Carr’s Group delivered a 7.0% increase in adjusted profit before tax during FY19 despite adverse weather conditions in both the US and the UK, which affected demand for feed blocks, animal feed and fuel. The profit growth was attributable to a strong performance from the Engineering division. We leave our FY20 and FY21 estimates broadly unchanged, nudge our indicative valuation up 6p to 190p/share and present FY22 estimates for the first time.
Group revenues were virtually unchanged year-on-year during FY19 at £403.9m, with commodity price inflation, the Animax acquisition in September 2018 and high utilisation levels in the Engineering businesses compensating for lower volumes of feed block and feed. Pre-exceptional PBT (excluding amortisation of acquired intangibles and non-recurring items) rose by 7.0% to £18.9m, primarily because of the performance improvement in the Engineering division. This was ahead of our £18.1m estimate, in part because of a better than expected performance from NW Total following its acquisition in June 2019. Net debt rose by £8.4m during FY19 to £23.8m at the year end. This is primarily attributable to a £5.0m increase in working capital requirements: £4.5m capex, £10.2m on acquisitions, including deferred consideration paid and £4.2m dividend payments.

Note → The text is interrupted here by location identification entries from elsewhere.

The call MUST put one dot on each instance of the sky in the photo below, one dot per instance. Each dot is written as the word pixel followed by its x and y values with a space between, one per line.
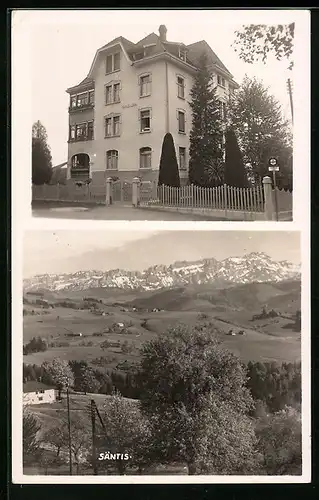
pixel 64 44
pixel 67 251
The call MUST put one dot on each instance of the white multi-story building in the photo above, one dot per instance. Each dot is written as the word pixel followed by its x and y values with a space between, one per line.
pixel 135 93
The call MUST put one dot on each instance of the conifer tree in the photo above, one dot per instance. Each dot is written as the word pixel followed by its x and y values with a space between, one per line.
pixel 168 169
pixel 41 155
pixel 206 153
pixel 235 173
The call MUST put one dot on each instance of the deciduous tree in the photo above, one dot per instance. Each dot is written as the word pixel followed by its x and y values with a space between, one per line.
pixel 257 41
pixel 261 131
pixel 235 172
pixel 60 373
pixel 126 431
pixel 168 168
pixel 31 445
pixel 279 442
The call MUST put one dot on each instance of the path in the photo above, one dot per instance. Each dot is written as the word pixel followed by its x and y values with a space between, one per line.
pixel 114 212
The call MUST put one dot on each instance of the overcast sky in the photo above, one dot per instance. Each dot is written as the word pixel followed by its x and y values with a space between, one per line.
pixel 65 42
pixel 66 251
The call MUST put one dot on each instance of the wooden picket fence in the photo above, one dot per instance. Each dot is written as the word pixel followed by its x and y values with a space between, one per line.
pixel 215 198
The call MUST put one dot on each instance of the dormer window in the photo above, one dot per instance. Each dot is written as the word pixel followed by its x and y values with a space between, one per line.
pixel 138 56
pixel 180 87
pixel 182 53
pixel 148 49
pixel 145 82
pixel 221 81
pixel 82 100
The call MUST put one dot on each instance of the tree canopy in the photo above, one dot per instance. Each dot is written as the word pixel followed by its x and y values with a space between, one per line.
pixel 206 136
pixel 235 173
pixel 168 168
pixel 60 373
pixel 194 395
pixel 257 41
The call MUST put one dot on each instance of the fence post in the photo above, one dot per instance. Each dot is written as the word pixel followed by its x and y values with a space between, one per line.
pixel 109 191
pixel 225 200
pixel 136 192
pixel 269 203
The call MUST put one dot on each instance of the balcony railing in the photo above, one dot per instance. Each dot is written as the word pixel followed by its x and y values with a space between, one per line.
pixel 80 107
pixel 82 138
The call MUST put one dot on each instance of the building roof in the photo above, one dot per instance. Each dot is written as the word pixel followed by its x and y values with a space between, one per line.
pixel 34 386
pixel 194 51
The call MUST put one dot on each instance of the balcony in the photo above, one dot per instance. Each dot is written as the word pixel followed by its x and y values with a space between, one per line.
pixel 82 138
pixel 81 107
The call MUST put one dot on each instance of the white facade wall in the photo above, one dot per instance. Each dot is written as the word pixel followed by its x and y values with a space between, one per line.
pixel 38 397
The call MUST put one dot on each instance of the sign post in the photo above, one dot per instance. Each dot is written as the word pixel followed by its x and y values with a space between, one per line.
pixel 273 167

Our estimates, which are broadly unchanged, show modest growth (2.5% in FY20 and 3.3% in FY21) in adjusted pre-tax profit. On the Agriculture side, we note the continued shift to high-margin branded product suitable for both domestic and international markets following the acquisition of Animax. On the Engineering side, we note that greater co-operation between activities has already helped the German robotics business win a US$8.5m contract in the US, which will benefit FY20, while the US operation won two significant Mechanical Stress Improvement Process contracts during FY19 which will primarily benefit FY21.
Our DCF analysis gives an indicative value of 190p/share (previously 184p). At the current share price, Carr’s is trading below its peers with regards to the mean EV/EBITDA multiple (6.9x vs 8.2x) and P/E multiple (8.9 vs 12.6x) for FY20e. Confirmation that Carr’s diversified business model can continue to address issues caused by Brexit uncertainty plus news of further Engineering orders should, in our view, help close the valuation gap compared with the mean.